Wednesday, July 17, 2002

Sales meeting: A time of unspeakable psychological horrors.

Sales meeting is a gathering of marketing managers and sales representatives to unveil new titles, discuss strategy, and outline objectives. In the weeks leading up to the sales meeting, marketing comes to advertising with requests for nine hundred brochures, eighty flyers, and six thousand little one-page "product guides" to use in their presentations to the sales force.

Sales meeting projects are like gnats. Small, unassuming, and easy to handle -- until they all come at you at once, swarming and biting and crawling into the corners of your eyes until you are finally driven mad, pleading for death upon your knees.

In years past, I've always taken a certain amount of pride in being able to produce whatever marketing needed, because they seemed so desperate. "For the love of Christ!" they'd plead, "Please! Can I get this in time for the sales meeting? We NEED this for the sales meeting!"

And so I imagined my brochure in a spotlight at the front of an auditorium, glowing with impeccable writing, being held aloft by a marketing manager for all the eager reps to see. "The textbook itself is not as well written as this brochure!" he'd cry, the end of his sentence drowned out by thunderous applause and cheers.

Last year, sales meeting was held in town, so the creatives were able to attend. I brought along an extra pen in case I was asked to autograph any of the brochures I'd written, and I kept my sunglasses with me in case I was mobbed by admiring reps and needed to make a quick, anonymous exit.

So I picked up my name tag at the front desk of the hotel, Hi, my name is... Squeaky Weasel, Copywriter, and proudly fastened it to my sweater. As I turned around, I nearly bumped into a tall, skinny, designer-suit-wearing girl who nudged past me and announced her name to the front desk clerk, who handed her a name tag. As she was pinning it, she glance up at me and smiled broadly. "Isn't this fun! I don't think I saw you at the bar last night. I'm Shana, west-central region. What's--" At that moment, her eye fell on my tag and her entire demeanor seemed to step up onto an invisible pedestal so she could conveniently look down her nose at me. Her smile turned to plastic. "Oh, you're with marketing?" she patronized, and then turned on her heel and Prada-ed off toward the meeting rooms.

I soon learned that it was even worse that she'd assumed. In the sales meeting pecking order, I was even lower than marketing. I was advertising, barely worthy of more acknowledgement than the hardening edges of the cheddar cheese cubes on the veggie platters in the lobby.
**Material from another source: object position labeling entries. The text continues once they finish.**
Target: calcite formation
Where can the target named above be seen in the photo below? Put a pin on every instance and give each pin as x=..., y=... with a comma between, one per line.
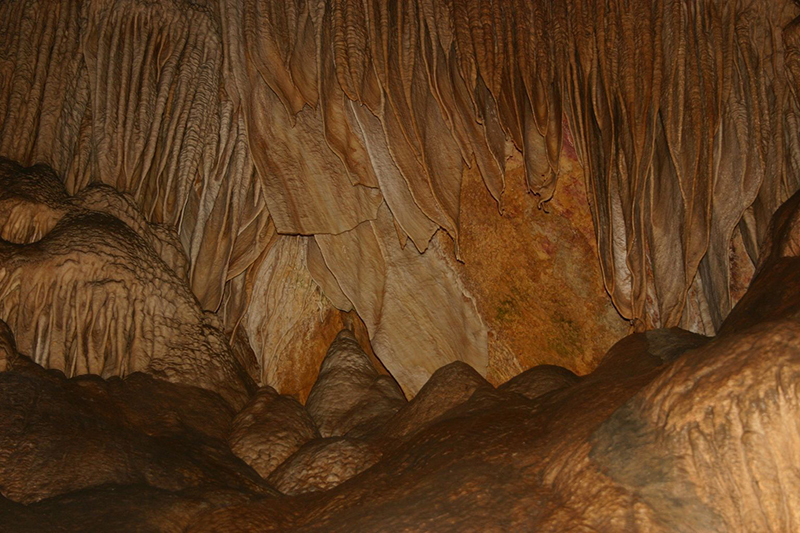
x=86, y=293
x=673, y=431
x=407, y=265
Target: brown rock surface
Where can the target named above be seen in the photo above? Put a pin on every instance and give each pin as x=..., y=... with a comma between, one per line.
x=322, y=464
x=62, y=435
x=86, y=293
x=269, y=429
x=448, y=387
x=349, y=393
x=540, y=380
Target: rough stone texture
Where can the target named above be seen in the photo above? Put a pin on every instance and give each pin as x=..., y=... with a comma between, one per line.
x=269, y=429
x=291, y=324
x=117, y=508
x=84, y=292
x=323, y=464
x=531, y=271
x=540, y=380
x=447, y=388
x=349, y=394
x=8, y=348
x=673, y=432
x=62, y=435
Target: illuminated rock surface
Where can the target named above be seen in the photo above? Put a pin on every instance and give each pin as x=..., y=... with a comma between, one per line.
x=420, y=265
But the final blow came during the strategy sessions, where I'd been told my brochures would illustrate all the features of the new textbooks. I took my place in one of the chairs lining the wall (my "place" -- out of the way) in a room where marketing and sales gathered around a long conference room table. The marketing manager flipped through some notebooks, talked about numbers, then finally -- finally -- I saw her reach into a binder and withdraw what I recognized as my beautifully written brochure. She tossed it down on the table in front of her and continued to talk. No one so much as glanced at it. No one opened it, no one read it, no one used it. It laid forgotten on the table until the end of the meeting, when the marketing manager said, "Okay, that's it! I have a brochure you can look at if anyone's interested. Otherwise... thanks, people!" The brochure was summarily tucked back into her binder and everyone crowded out toward the exits.

Later, I caught up with my fellow creatives, all huddled in a tight circle in one of the hallways passing around copies of each other's work and trading kudos. "I got copies from marketing of everything we did!" said my boss, as if that made our presence there worthwhile. She handed me one of mine. "This one was a real hit!"

By "hit" I assumed she meant that no one had actually thrown hardened cheddar cheese cubes at it. I took it and held it up in front of me, trying to see whether it looked more impressive in a hotel setting than it had in my office the day before. I imagined a spotlight on it, applause, congratulatory pats and handshakes. It was still just a brochure. I opened it and read through the familiar copy.

Good copy should be invisible. Its job is to create a picture in the reader's head without the reader even being aware of the words that put it there. If that's the case, my invisible brochures do their job, and I just have to slip on my sunglasses every now and then to the roar of imagined applause.